Além disso, é fácil demonstrar que a Missa nova, tal como foi formulada pela Comissão de Liturgia, com todas as autorizações dadas pelo Concílio de uma maneira oficial, e com todas as explicações dadas por Monsenhor Bugnini, apresenta uma aproximação inexplicável à teologia e ao culto dos protestantes.
Assim, por exemplo, não aparecem muito claramente, e até se contradizem, os dogmas fundamentais da Santa Missa, que são os seguintes: – só o Sacerdote é o único ministro; – há um verdadeiro sacrifício, uma ação sacrifical; – a Vitima é Nosso Senhor Jesus Cisto, presente na Hóstia sob as espécies de pão e de vinho com o seu corpo, sangue, alma e divindade; – é um sacrifício propiciatório; – o Sacrifício e o Sacramento se realizam com as palavras da Consagração e não com as palavras que a precedem ou seguem.
Basta enumerar algumas das novidades para demonstrar a aproximação com os protestantes: – o altar transformado em mesa, sem a ara; – a Missa de frente ao povo, em língua vernácula, em voz alta; – a Missa tem duas partes: a Liturgia da Palavra e a da Eucaristia; – os vasos sagrados vulgares, o pão fermentado, a distribuição da Eucaristia por leigos, na mão; – o Sacrário escondido; – as leituras feitas por mulheres; – a Comunhão dada por leigos.
Todas estas novidades estão autorizadas.
Pode-se dizer, então, sem nenhum exagero que a maioria dessas Missas é sacrílega e que diminuem a fé, pervertendo-a.
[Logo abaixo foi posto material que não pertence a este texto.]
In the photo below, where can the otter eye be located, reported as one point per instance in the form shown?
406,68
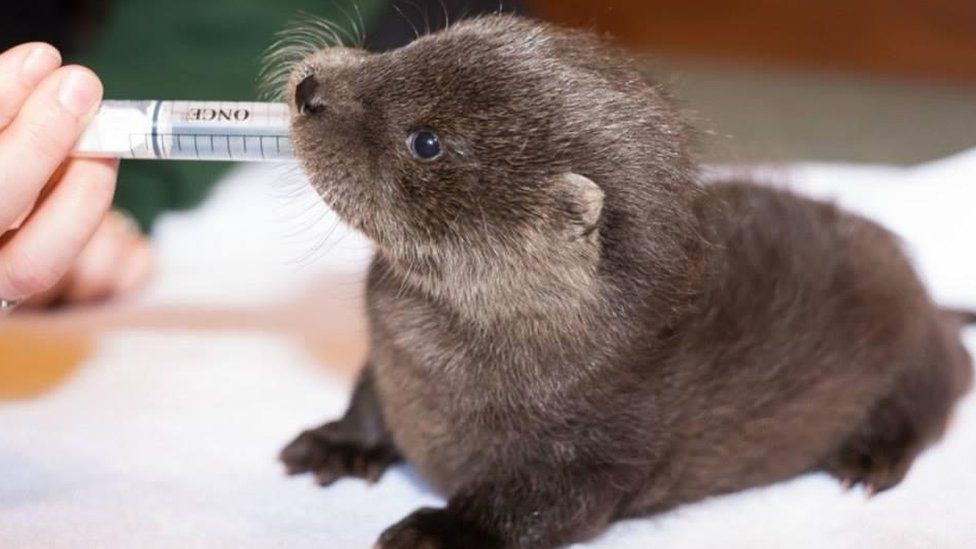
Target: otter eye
424,145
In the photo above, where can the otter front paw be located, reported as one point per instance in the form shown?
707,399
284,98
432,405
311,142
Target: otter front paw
429,528
331,452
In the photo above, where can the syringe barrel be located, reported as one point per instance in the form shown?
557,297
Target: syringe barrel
188,130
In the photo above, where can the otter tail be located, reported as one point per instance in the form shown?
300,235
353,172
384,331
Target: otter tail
962,316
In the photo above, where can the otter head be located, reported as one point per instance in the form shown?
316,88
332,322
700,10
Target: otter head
496,143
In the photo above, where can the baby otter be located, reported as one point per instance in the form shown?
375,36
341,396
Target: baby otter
566,326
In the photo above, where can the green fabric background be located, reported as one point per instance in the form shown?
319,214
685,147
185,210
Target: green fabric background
182,49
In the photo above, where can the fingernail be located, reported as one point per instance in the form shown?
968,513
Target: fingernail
39,63
79,92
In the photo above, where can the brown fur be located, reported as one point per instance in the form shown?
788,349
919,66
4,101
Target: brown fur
567,328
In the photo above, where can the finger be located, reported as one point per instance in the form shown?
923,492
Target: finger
41,136
43,250
21,69
137,269
95,272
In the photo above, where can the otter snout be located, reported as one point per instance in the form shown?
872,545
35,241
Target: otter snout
321,81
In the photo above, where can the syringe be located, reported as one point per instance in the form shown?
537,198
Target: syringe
188,130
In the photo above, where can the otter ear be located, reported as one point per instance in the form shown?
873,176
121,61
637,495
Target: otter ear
583,202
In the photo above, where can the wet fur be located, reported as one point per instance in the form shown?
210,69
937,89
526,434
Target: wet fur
550,373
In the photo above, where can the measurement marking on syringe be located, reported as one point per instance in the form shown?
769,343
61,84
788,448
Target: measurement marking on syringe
174,129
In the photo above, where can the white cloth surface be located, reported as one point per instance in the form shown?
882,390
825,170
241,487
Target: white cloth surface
168,439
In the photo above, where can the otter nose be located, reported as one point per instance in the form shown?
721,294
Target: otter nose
306,99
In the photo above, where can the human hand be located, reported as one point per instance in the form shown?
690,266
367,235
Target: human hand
57,242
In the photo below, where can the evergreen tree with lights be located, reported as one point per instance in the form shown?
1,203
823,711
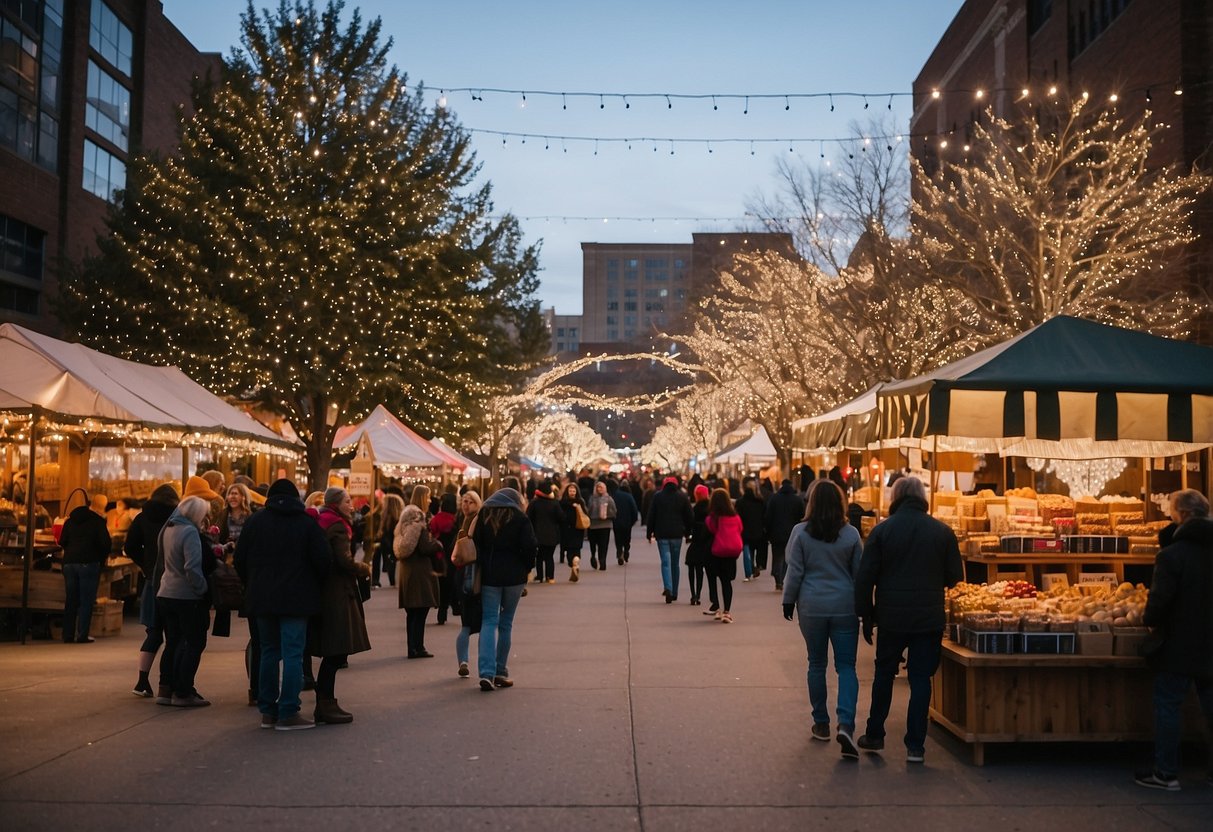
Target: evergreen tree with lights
318,245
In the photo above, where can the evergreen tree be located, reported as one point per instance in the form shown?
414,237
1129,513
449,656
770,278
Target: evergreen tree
318,245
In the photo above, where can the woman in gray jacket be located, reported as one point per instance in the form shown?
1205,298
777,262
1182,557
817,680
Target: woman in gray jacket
183,600
823,560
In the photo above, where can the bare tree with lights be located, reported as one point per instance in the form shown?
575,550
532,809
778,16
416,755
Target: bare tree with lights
1058,214
319,245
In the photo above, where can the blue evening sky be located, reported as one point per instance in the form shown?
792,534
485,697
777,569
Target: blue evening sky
662,46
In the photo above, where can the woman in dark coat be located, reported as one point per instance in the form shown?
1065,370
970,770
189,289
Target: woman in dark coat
700,551
340,631
571,537
547,517
505,553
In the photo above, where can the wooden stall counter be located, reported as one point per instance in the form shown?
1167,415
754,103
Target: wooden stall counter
1035,564
1019,697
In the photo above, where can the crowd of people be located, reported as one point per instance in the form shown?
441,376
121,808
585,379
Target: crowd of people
307,565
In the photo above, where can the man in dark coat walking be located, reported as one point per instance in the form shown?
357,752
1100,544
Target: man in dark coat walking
85,541
784,511
282,557
1179,614
670,520
909,560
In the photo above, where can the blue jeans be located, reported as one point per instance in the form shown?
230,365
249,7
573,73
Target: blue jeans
840,632
922,662
80,581
1169,690
670,548
500,604
282,643
461,644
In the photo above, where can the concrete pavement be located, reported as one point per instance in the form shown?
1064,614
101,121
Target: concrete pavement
628,713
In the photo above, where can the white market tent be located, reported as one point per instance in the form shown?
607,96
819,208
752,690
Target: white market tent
472,469
72,383
755,449
51,387
398,448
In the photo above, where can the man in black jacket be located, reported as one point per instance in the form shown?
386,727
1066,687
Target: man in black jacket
670,520
784,511
1179,614
282,557
85,541
909,560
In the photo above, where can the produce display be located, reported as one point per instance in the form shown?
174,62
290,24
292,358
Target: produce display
1117,607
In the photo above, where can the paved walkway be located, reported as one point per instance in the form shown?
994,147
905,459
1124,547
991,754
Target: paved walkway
627,714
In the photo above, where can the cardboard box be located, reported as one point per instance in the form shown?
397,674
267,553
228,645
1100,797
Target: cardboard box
1126,640
1094,639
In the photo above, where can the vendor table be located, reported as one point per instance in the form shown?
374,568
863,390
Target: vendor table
989,697
1074,563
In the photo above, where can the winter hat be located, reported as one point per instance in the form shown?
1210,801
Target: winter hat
197,486
284,488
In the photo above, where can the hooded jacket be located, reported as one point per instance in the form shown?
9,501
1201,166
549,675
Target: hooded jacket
910,559
505,540
141,539
1180,602
282,557
670,514
181,547
85,537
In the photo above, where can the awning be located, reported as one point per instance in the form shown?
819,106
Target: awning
396,445
1068,388
78,386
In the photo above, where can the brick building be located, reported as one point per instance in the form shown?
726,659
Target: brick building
84,84
1149,53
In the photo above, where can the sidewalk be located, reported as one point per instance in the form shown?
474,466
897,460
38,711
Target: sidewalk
627,713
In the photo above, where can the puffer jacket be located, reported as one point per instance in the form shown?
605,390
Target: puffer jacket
909,560
1180,602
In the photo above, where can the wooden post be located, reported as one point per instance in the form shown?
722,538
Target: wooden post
30,494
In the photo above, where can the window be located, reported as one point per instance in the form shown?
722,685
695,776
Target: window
103,172
109,38
21,266
22,249
107,107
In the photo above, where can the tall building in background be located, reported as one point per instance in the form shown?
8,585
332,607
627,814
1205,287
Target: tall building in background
1150,53
631,291
84,84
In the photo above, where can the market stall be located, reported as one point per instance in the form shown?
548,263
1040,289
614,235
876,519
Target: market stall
62,403
1077,392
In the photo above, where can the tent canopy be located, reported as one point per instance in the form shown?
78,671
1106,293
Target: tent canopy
757,448
396,444
850,426
1071,387
74,383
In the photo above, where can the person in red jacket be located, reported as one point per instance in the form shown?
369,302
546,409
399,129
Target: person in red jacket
725,526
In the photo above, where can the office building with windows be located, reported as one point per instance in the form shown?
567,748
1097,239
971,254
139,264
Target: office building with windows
84,84
632,291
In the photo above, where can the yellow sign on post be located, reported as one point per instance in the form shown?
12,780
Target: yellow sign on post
362,469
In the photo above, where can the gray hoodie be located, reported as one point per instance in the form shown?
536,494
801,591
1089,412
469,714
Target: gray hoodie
181,546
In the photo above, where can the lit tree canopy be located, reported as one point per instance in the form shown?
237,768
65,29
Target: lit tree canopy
564,443
318,245
1058,214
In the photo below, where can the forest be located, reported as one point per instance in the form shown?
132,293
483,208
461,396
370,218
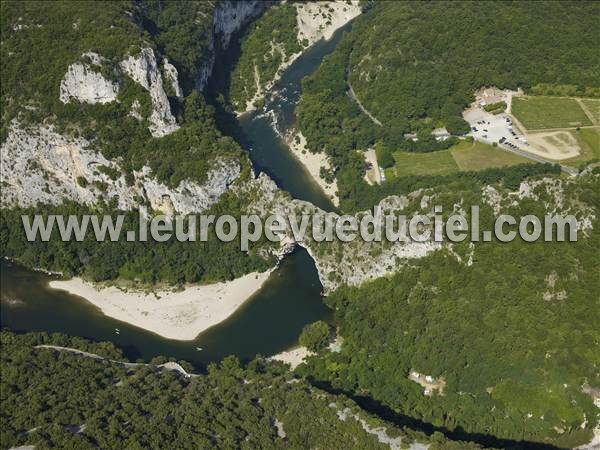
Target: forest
54,399
270,41
512,336
171,262
36,59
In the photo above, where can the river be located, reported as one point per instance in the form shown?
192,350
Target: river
267,323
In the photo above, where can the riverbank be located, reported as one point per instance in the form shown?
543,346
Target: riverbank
315,21
293,357
180,315
313,162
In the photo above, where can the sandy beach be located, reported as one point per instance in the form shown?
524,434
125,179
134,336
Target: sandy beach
313,163
178,315
312,26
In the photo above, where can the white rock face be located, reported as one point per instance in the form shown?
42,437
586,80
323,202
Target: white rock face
353,262
228,17
83,83
172,77
142,69
312,26
38,165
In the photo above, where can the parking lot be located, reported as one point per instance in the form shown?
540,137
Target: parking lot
490,128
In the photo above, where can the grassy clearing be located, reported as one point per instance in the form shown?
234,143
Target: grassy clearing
479,156
589,141
536,113
464,156
593,106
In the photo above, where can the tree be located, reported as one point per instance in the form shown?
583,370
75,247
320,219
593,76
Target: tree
315,336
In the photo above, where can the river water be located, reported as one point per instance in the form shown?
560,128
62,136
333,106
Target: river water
267,323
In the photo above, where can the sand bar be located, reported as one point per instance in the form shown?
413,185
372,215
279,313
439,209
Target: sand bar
313,163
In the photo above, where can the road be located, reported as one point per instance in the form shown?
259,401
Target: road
570,170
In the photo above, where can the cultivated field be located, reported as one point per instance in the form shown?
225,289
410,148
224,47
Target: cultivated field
434,163
589,142
464,156
536,113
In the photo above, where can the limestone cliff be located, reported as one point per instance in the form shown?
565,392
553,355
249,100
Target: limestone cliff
85,83
143,69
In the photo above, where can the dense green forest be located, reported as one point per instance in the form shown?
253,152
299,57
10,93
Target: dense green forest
170,262
54,399
41,39
415,66
512,338
266,44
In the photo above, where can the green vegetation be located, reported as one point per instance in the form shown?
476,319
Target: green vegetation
513,335
435,163
537,113
589,142
478,156
467,155
315,336
593,106
565,90
171,262
53,399
36,58
415,66
268,42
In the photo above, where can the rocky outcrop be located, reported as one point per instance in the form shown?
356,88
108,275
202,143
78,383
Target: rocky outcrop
38,165
86,84
142,68
337,262
319,20
228,18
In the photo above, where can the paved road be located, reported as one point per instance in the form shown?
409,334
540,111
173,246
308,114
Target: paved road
536,158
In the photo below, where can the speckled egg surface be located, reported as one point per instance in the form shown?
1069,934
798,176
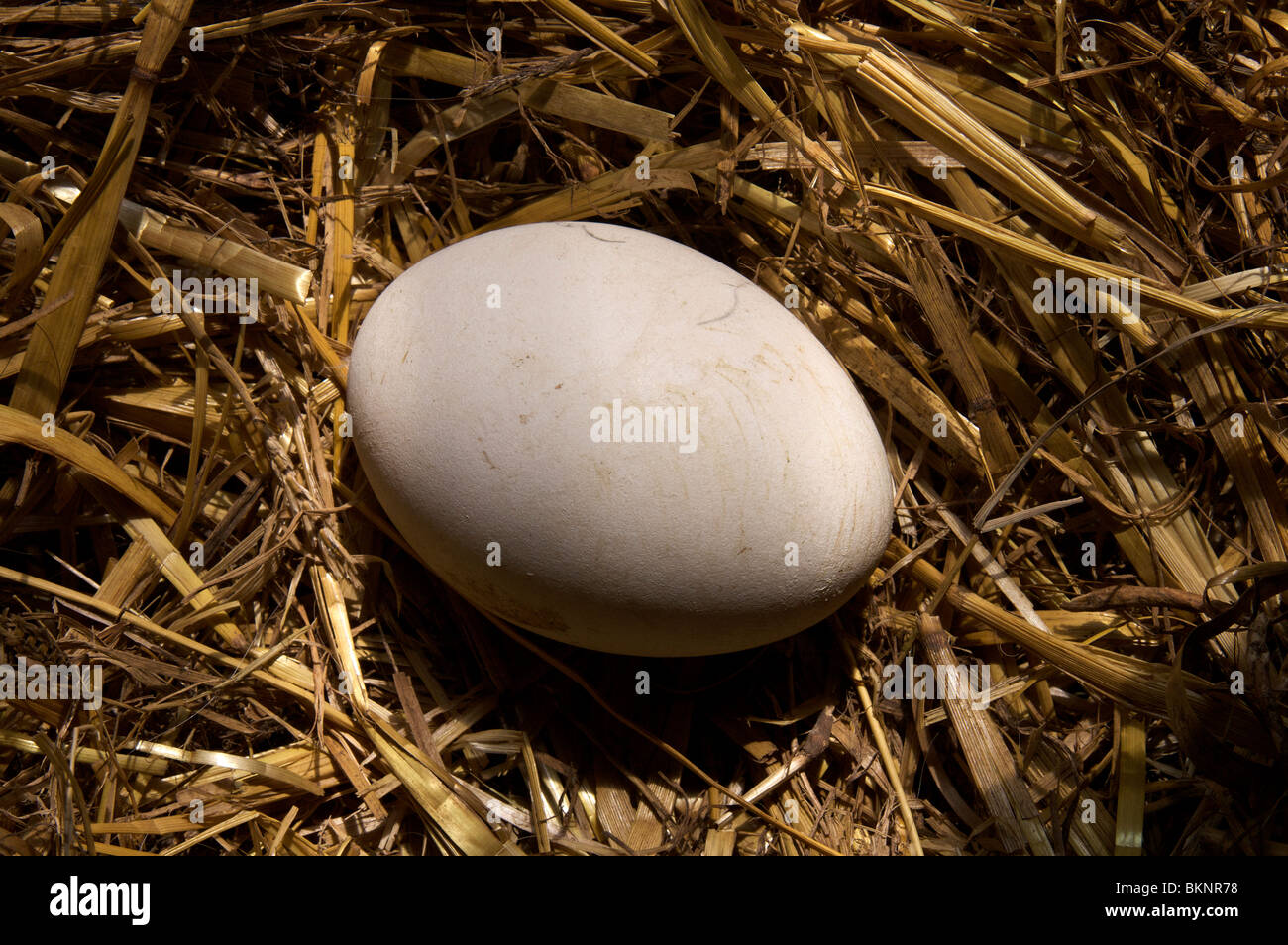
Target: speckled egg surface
617,442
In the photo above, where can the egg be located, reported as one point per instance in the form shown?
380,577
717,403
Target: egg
617,442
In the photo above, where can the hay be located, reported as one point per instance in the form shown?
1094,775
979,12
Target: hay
1090,503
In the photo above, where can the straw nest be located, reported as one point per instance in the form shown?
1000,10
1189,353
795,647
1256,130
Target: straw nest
1090,502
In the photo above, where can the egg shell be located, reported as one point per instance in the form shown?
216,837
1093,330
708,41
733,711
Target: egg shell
490,385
A dessacralização é tal que a Missa se expõe a perder o seu caráter sobrenatural, o seu “mistério de fé”, para se converter em nada mais do que um ato de religião natural.
Essas Missas novas não só não podem ser motivo de uma obrigação para o preceito dominical, senão que, com relação a elas, é preciso seguir as regras da Teologia moral e do direito canônico, que são as da prudência sobrenatural com relação à participação ou à assistência a uma ação perigosa para a nossa fé ou eventualmente sacrílega.
Deve-se dizer, então, que todas essas Missas são inválidas? Desde que existam as condições essenciais para a validez, quer dizer, a matéria, a forma, a intenção e o sacerdote validamente ordenado, não se pode afirmar que sejam inválidas. As orações do Ofertório, do Cânon e da Comunhão do Sacerdote que estão ao redor da Consagração são necessárias para a integridade do Sacrifício e do Sacramento, mas não para a sua validez. O Cardeal Mindszenty na prisão, que escondido dos seus guardas pronunciava as palavras a Consagração sobre um pouco de pão e de vinho para se alimentar do Corpo e do Sangue de Nosso Senhor, certamente realizou o Sacrifício e o Sacramento.
Mas à medida que a fé dos sacerdotes se corrompe e deixam de ter a intenção que a Igreja põe (porque a Igreja não pode mudar de intenção), haverá menos Missas válidas. A formação atual não prepara os seminaristas para assegurar a validez das Missas. O Sacrifício propiciatório da Missa não é mais o fim essencial do Sacerdote. Nada mais decepcionante e triste do que ouvir os sermões ou comunicados dos Bispos sobre a vocação, por ocasião de uma ordenação sacerdotal. Não sabem mais o que é um Sacerdote.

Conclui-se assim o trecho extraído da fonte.